A 90 años de la hazaña de Juan Carlos Zabala

(Diario Clarín)

Aunque ambas hazañas vienen de lejos –la primera, de 1932, y la segunda, dieciséis años después- recién en los últimos tiempos la fecha del 7 de agosto queda establecida como la del “Día del maratonista” para el atletismo argentino. Efectivamente, en coincidencia por esa fecha, se concretaron allí las dos mayores hazañas de este deporte en los primeros planos internacionales: la victoria de Juan Carlos Zabala en el maratón olímpico de Los Angeles y, luego, la de Delfo Cabrera en el mismo acontecimiento pero en Londres, cuando se recuperaron los Juegos tras la pausa por la guerra. Esas hazañas se completaron en 1952 en Helsinki, un 27 de julio, cuando Reinaldo Gorno logró la medalla de plata, escoltando al fenómeno checo Emil Zatopek, “La locomotora humana”. Ya pasaron 70 años…

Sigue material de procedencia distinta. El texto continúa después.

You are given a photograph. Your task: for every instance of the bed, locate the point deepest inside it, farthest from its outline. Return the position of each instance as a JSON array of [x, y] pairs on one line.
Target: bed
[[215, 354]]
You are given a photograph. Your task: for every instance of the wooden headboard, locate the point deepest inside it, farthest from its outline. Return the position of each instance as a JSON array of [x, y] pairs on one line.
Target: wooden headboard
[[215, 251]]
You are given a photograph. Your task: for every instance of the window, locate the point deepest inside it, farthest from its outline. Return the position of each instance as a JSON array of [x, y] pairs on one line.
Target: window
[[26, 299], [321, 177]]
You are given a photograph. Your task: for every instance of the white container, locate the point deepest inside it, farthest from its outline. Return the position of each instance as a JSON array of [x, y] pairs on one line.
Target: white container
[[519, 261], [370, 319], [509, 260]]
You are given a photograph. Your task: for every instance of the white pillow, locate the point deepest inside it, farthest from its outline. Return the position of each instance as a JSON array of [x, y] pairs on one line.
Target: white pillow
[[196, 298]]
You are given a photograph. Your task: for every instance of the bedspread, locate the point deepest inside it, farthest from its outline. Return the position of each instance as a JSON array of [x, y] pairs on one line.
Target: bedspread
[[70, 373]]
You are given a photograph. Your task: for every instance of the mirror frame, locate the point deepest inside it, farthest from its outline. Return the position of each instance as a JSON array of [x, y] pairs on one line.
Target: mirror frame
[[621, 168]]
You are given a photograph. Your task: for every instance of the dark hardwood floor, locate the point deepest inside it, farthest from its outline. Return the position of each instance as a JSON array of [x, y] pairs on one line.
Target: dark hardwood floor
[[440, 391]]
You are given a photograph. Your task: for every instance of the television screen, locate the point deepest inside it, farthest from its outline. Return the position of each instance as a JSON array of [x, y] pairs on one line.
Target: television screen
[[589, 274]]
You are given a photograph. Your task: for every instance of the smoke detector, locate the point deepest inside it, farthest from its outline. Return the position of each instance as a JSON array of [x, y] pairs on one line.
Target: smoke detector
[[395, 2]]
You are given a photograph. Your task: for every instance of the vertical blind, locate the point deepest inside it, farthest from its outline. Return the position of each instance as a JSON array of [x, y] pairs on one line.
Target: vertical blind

            Y han pasado 90 años desde que Zabala concretó la que fue, indudablemente, la más relevante actuación de un atleta argentino en la historia. Porque tenía apenas veinte años: nunca en la historia del olimpismo, ni antes ni después hubo un campeón tan joven para una prueba tan extenuante como el maratón. Y porque triunfó con un récord olímpico de 2 horas, 31 minutos y 36 segundos, en una carrera que se definió con los cuatro primeros peleando las medallas dentro del estadio, el Memorial Coliseum angelino. Y con toda una cuota dramática: Zabala, el popular “Ñandú criollo” tal como lo había apodado Crítica, había salido con un paso demoledor y a la altura de los 23,3 kilómetros, que atravesó en 1 hora y 20 minutos, le llevaba un minuto de ventaja al finlandés Lauri Virtanen. Sin embargo, este enseguida tomó la punta y, a los 32 km, fue relevado por el británico Duncan McLeod Wright, quien animó la carrera desde allí, estirando hasta 100 metros su ventaja sobre Zabala. Virtanen, agotado por su esfuerzo de días anteriores (venía de lograr las medallas de bronce en 5.000 y 10 mil metros llanos en la pista ), no pudo seguir luchando, pero amenazaban su compatriota Armas Toivonen y otro británico, San Ferris.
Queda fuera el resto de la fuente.